I’m still extremely busy, but I could not withhold this gem from you:

22 If you want to prepare a lung tart
Take the lungs and chop them small. Grate bread into it and break eggs into it, and add a little cream, raisins, sugar, and all kinds of spices. Prepare a pastry base (bedalin) below and a cover above and put it into the tart pan. Let it bake and when it is just baked (schyr bachen), put in butter.
Stuck between milk and cream tarts on the one hand and apple tarts on the other, this recipe comes as a surprise to modern sensibilities.

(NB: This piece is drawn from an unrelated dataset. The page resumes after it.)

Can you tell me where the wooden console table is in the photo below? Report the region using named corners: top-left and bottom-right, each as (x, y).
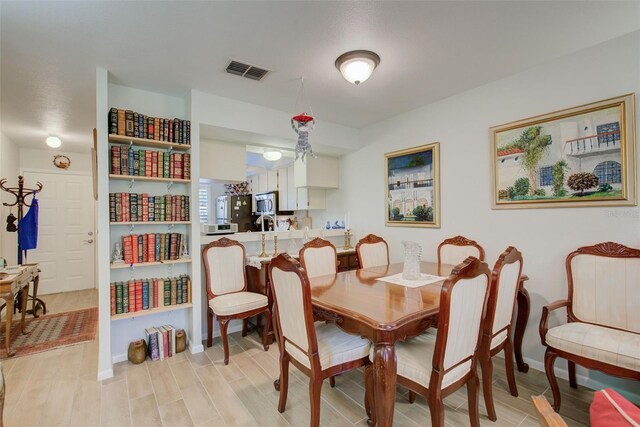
top-left (0, 264), bottom-right (38, 357)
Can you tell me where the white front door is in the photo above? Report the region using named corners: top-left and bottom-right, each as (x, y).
top-left (24, 172), bottom-right (96, 294)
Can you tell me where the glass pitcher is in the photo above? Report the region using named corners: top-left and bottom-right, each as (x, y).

I am not sure it would have seemed as strange to contemporaries who, after all, enjoyed all manner of offal. We have numerous recipes for lung used in fritters, pancakes, and sausages. Nonetheless, this recipe stands out for being shorter and less detailed than most others in the collection. It may well have entered the compliation from a different source. I may yet try it, just to see what it actually tastes like.
Philippine Welser (1527-1580), a member of the prominent and extremely wealthy Welser banking family of Augsburg, was a famous beauty of her day. Scandalously, she secretly married Archduke Ferdinand II of Habsburg in 1557 and followed him first to Bohemia, then to Tyrol. A number of manuscripts are associated with her, most famously a collection of medicinal recipes and one of mainly culinary ones. The recipe collection, addressed as her Kochbuch in German, was most likely produced around 1550 when she was a young woman in Augsburg. It may have been made at the request of her mother and was written by an experienced scribe. Some later additions, though, are in Philippine Welser’s own hand, suggesting she used it.
The manuscript is currently held in the library of Ambras Castle near Innsbruck as PA 1473 and was edited by Gerold Hayer as Das Kochbuch der Philippine Welser (Innsbruck 1983).